The Association of Accounting Technicians (AAT) said that a numbers of its recent and most high profile investigations, including HBOS and BHS, showed that the FRC is not effective.
It says that it wants the regulator to remain but that it needs “meaningful” reform of both its “culture and outlook” before being granted any extra powers.
The AAT flagged up what it said were “valid concerns” about the closeness of the FRC to the Big Four, “not least because its senior ranks are comprised of several former employees of the Big Four”.
It also noted that the director responsible for the FRC at BEIS is married to FRC chief executive Stephen Haddrill.
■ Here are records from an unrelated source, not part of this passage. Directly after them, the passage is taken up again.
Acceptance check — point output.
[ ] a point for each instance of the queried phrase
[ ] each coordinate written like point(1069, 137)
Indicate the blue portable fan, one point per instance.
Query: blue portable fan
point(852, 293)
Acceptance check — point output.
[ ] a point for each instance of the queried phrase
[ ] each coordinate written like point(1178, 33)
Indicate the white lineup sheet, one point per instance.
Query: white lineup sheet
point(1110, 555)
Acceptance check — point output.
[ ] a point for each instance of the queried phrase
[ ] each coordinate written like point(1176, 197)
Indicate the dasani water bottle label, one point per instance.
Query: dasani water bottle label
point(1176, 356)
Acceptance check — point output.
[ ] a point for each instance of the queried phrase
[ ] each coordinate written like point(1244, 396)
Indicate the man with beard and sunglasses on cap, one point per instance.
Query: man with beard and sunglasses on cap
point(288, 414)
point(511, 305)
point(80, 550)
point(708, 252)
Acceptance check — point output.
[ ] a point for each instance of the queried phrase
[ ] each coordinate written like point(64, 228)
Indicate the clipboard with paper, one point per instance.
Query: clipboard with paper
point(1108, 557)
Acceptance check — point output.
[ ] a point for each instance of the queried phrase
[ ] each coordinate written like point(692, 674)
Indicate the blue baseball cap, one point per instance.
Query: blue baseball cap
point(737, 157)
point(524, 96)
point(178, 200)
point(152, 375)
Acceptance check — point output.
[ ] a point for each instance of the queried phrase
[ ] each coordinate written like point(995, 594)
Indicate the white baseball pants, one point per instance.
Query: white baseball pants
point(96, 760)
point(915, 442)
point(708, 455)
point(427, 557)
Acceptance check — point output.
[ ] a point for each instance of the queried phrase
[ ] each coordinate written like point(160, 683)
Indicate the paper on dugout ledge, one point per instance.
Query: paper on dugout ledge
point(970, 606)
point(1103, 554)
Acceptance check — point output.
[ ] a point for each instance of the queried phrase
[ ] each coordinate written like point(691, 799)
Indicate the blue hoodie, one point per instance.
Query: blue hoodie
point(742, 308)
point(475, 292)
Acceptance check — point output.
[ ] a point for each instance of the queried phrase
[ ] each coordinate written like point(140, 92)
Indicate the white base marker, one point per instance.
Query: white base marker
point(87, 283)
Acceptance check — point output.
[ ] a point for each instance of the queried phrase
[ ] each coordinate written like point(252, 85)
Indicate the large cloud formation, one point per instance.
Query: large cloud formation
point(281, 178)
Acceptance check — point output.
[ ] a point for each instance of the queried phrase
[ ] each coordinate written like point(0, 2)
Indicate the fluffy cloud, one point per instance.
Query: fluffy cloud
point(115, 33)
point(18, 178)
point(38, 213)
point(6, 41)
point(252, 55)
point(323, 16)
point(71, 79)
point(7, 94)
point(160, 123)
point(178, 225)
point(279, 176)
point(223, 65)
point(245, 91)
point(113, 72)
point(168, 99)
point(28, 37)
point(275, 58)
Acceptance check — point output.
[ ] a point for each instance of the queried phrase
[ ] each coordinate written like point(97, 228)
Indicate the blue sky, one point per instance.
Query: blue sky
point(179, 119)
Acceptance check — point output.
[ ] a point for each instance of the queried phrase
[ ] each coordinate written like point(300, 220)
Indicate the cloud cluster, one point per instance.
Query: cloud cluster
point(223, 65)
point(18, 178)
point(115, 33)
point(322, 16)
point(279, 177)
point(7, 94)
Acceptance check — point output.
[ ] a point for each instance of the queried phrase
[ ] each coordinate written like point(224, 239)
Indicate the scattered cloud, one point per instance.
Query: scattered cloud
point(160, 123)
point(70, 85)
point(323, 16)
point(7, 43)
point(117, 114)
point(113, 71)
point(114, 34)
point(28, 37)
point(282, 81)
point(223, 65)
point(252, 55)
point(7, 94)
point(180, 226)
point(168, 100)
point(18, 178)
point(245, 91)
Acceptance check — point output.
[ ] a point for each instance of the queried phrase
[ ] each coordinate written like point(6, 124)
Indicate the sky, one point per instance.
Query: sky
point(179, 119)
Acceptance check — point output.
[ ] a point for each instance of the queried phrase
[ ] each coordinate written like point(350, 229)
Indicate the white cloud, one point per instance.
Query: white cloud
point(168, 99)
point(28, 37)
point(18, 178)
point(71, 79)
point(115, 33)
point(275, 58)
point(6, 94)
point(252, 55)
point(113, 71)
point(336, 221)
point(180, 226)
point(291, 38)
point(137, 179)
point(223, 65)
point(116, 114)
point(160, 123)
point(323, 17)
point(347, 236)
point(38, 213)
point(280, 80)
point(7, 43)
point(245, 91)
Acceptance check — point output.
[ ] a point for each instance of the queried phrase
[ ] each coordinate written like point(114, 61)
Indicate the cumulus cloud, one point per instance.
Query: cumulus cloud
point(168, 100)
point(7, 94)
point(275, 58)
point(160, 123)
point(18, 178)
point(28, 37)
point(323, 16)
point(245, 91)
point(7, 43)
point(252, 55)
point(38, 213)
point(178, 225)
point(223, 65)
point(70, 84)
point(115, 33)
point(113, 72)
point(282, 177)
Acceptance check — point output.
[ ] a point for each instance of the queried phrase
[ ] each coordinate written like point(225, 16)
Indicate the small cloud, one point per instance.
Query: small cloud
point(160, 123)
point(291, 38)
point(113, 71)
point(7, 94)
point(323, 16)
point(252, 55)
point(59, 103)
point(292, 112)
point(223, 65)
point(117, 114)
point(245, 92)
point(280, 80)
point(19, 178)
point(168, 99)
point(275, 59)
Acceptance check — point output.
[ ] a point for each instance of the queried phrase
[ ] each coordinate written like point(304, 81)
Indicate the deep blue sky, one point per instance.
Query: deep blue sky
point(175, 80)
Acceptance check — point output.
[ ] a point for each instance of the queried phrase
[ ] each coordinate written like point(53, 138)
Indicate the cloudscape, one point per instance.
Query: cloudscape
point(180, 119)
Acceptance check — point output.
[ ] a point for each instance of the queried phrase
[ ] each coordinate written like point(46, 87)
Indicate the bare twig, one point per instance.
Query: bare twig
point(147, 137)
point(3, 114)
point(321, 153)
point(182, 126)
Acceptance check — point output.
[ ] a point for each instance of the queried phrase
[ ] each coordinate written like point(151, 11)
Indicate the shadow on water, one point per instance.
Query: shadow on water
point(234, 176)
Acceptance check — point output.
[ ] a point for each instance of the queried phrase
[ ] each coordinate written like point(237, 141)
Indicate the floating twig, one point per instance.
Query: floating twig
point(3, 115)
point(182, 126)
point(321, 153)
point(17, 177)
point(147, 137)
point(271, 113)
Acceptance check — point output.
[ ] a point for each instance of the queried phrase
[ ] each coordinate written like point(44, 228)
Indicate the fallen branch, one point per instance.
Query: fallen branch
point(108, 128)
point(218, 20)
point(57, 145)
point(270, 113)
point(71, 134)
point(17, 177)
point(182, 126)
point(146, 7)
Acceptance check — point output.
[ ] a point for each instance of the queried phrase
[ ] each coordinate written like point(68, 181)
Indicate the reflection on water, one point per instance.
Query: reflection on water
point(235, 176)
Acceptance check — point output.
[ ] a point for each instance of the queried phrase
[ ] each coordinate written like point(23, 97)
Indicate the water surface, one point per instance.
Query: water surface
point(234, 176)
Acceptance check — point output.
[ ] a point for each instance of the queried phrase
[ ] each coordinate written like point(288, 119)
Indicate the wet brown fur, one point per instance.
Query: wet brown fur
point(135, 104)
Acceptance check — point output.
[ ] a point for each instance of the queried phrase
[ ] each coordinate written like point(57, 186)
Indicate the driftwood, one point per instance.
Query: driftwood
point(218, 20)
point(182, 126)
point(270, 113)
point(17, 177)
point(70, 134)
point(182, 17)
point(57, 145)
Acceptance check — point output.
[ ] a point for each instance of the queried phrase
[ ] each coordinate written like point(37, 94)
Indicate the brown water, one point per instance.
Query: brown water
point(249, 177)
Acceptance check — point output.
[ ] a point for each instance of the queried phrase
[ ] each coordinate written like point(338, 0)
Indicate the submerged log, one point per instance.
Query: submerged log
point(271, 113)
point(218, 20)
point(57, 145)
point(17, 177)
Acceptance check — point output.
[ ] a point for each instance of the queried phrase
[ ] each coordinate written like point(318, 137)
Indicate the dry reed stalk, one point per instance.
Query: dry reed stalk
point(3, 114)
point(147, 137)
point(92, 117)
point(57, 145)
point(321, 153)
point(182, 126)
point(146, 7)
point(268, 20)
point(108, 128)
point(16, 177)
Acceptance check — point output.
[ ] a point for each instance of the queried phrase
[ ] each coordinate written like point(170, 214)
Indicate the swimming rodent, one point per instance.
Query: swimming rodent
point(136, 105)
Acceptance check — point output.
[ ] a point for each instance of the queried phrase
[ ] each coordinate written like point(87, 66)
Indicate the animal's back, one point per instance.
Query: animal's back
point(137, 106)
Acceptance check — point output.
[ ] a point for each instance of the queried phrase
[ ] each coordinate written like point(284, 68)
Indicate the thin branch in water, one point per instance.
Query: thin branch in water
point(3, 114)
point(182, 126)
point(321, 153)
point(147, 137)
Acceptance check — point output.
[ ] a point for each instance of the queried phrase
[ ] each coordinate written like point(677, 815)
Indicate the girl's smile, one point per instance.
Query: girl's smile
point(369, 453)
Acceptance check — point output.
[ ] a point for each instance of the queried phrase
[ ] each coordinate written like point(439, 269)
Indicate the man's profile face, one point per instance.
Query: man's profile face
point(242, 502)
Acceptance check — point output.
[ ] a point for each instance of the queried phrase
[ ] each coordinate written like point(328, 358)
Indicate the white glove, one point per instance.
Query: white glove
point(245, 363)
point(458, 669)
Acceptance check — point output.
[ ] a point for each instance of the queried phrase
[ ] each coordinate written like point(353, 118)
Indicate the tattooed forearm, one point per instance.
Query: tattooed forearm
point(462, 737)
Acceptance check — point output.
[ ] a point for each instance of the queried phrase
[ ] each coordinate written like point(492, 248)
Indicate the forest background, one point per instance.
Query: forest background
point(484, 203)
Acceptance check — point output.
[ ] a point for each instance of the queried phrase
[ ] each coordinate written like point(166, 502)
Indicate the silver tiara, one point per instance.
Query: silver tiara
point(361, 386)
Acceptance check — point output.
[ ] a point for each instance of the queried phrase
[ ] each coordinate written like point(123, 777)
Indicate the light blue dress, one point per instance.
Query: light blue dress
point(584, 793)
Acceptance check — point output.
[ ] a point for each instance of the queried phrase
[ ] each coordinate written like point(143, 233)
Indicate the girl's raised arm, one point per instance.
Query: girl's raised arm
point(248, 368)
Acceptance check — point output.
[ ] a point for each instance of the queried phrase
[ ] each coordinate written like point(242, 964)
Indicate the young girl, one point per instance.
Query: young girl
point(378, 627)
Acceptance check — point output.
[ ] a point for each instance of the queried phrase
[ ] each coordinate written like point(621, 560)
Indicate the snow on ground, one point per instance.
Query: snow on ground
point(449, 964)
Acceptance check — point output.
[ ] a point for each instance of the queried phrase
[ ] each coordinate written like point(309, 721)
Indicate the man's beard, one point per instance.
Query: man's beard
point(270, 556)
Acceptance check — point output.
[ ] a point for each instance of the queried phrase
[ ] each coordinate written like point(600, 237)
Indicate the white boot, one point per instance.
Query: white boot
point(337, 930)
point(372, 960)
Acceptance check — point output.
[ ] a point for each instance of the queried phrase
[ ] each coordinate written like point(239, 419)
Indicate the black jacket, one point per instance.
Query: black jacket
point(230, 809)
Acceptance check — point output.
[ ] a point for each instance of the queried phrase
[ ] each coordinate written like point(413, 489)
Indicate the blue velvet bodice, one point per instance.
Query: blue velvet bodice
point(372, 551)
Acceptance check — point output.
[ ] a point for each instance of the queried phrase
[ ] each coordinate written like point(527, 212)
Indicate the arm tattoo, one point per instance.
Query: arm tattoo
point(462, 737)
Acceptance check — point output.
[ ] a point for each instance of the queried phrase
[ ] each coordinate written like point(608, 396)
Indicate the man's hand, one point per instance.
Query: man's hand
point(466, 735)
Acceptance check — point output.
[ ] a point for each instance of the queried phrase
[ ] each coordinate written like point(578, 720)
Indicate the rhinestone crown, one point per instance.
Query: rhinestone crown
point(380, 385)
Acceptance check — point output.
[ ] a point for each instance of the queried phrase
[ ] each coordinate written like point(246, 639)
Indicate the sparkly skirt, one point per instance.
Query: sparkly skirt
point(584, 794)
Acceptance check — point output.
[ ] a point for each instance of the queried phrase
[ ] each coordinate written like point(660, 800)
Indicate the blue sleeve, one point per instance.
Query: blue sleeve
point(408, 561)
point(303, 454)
“Irrespective of whether conflict here is merely perceived or real, the fact both claimed this is not a conflict of interest shows a lack of awareness as to how much damage such incidences cause the FRC reputationally,” the AAT added.
The Chartered Institute of Internal Auditors (CIIA) said the scope of the FRC is “too broad, too high level and its mission and objectives need to be clearer”.
The FRC should be stripped of "non-core" functions such as regulating the accountancy profession in order to better focus on "core" tasks such as corporate governance, it said.
The Institute of Directors (IoD) argued for the opposite. It suggested that an independent Corporate Governance Commission should be established to oversee the UK’s corporate governance framework, enabling the FRC to better focus on its “core task of improving company audits”.
The IoD said that recent corporate failures have highlighted the need for a fundamental review of the purpose of the statutory audit and how it is overseen by the regulator.
Roger Barker, head of corporate governance at the IoD, said, “There must be a clear distinction between being robust on audit quality, while continuing to nurture the UK’s much admired principles-based corporate governance regime.
“There are strong arguments for bolstering its investigative and enforcement powers over statutory audit. However, corporate governance and investor stewardship are qualitatively different areas of regulatory activity. They benefit from a much more flexible and collaborative approach,” he said.
The FRC said it looks forward to seeing Kingman’s recommendations once he has completed his review and that it would be inappropriate to comment on individual submissions.